The newspaper “Die Welt” drew a picture. Of 100 eBay stars. 23 are filled, 77 are empty. One star is 10 percent. 10 stars are 100 percent. A star can be filled. Each star has 5 spikes. 2 spikes are 4 percent. 10 values are to be starred. The biggest value is 28 percent. That’s roughly 3 stars. Complicated? “Die Welt” thought so, too. For 20, 19, 18, 17, and 15, they simply filled 2 stars completely.
Source: Die Welt, 2012-04-10, page 13. Share of individuals selling goods or services over the Internet.
Show where 100 percent is?

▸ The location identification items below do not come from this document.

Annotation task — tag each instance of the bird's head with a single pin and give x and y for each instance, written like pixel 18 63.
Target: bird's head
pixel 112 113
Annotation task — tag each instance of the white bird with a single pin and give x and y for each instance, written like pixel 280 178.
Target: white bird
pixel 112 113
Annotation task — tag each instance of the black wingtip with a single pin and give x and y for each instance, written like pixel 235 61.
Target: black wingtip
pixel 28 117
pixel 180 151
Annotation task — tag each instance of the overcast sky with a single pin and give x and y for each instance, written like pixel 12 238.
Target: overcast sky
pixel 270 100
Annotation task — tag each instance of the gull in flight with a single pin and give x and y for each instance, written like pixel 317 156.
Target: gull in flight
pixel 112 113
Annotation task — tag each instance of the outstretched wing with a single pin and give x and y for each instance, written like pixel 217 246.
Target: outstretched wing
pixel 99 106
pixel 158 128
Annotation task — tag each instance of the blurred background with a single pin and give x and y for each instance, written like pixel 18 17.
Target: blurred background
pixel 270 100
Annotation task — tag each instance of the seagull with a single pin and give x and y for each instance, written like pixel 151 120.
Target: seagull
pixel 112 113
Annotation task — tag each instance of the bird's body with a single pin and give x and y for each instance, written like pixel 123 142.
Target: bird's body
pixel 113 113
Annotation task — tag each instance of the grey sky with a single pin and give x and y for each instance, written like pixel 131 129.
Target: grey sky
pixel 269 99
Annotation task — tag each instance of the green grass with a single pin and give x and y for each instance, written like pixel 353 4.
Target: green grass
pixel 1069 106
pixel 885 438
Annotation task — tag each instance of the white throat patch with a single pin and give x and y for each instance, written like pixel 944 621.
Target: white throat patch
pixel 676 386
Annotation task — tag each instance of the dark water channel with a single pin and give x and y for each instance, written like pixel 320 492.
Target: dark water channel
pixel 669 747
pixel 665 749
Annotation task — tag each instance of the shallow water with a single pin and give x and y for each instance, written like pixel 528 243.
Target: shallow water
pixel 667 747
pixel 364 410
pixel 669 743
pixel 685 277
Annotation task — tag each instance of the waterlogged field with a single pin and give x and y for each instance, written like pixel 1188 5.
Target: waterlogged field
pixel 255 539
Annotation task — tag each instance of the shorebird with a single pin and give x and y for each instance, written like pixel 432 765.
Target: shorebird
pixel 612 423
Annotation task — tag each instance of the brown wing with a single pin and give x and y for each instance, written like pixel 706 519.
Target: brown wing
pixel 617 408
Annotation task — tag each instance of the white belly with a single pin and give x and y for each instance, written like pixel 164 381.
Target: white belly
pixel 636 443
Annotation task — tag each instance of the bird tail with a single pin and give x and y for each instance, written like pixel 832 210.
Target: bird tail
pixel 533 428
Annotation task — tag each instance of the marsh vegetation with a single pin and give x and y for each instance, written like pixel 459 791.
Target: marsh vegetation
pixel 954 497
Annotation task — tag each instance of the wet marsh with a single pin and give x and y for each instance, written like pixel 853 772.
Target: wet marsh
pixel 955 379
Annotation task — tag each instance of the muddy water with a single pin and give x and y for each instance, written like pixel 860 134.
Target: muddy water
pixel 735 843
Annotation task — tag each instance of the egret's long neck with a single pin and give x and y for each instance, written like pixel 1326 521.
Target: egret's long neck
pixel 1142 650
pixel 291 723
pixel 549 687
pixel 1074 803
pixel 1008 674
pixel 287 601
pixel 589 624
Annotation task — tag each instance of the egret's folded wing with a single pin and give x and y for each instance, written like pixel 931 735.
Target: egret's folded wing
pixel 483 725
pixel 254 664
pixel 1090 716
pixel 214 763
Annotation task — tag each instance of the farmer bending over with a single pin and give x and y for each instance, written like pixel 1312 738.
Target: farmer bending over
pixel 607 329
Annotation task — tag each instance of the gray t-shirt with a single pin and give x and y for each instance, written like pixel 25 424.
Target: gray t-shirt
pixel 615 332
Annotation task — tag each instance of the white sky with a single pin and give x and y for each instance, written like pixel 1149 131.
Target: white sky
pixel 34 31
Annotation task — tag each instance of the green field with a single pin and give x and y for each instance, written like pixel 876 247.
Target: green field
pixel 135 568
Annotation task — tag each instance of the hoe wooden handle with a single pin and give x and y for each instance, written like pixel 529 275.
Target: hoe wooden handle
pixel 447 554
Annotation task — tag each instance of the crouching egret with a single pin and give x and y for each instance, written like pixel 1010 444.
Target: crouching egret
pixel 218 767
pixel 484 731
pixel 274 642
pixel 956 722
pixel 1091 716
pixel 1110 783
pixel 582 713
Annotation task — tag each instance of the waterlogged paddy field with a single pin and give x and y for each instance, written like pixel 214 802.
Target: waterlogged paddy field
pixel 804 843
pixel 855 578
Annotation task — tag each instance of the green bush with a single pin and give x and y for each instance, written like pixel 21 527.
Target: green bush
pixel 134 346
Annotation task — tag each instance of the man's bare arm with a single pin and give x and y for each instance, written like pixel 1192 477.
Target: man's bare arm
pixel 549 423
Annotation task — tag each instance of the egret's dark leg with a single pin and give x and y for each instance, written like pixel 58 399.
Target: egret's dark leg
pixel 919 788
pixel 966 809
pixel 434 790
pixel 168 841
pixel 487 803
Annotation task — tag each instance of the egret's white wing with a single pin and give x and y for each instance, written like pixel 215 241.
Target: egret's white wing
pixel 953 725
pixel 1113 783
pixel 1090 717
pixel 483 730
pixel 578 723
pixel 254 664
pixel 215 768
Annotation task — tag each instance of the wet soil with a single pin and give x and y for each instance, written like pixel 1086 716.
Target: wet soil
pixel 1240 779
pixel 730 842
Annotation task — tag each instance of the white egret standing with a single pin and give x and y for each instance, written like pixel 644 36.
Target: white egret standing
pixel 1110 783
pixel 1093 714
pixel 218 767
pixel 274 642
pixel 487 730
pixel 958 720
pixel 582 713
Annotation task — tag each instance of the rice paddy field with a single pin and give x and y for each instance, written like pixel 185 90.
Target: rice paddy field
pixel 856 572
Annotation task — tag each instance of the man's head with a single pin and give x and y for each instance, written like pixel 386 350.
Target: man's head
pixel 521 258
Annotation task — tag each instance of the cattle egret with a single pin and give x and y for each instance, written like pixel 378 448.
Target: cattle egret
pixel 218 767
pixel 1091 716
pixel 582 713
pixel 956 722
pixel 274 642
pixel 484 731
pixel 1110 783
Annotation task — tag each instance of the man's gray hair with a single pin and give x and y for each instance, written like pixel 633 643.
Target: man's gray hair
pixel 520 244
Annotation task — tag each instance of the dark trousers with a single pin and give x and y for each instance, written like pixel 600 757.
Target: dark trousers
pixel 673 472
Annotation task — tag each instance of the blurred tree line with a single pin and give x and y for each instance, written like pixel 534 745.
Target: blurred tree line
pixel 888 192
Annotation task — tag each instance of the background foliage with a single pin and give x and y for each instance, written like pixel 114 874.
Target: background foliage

No. Because that never appears. Not even close. Cannot appear. Because not even all Danish live only in eBay.
Divide into stars, then fill the stars? No. If you divide, divide into whole things. If you fill, fill only whole things. Like in stacked dots or in fill charts.
Stare at 70 stars? No. All valueless. Due to a lack of values.
Full width three times wider than the used width? No.
Stack uneven things and fill them unevenly? No.
Is this the Welt’s worst graphic? Or this one? That’s still written in the stars.
Ten values can be shown with ten bars. BITKOM thought so, too.
Source: BITKOM (the Federal Association for Information Technology,
Telecommunications, and New Media in Germany).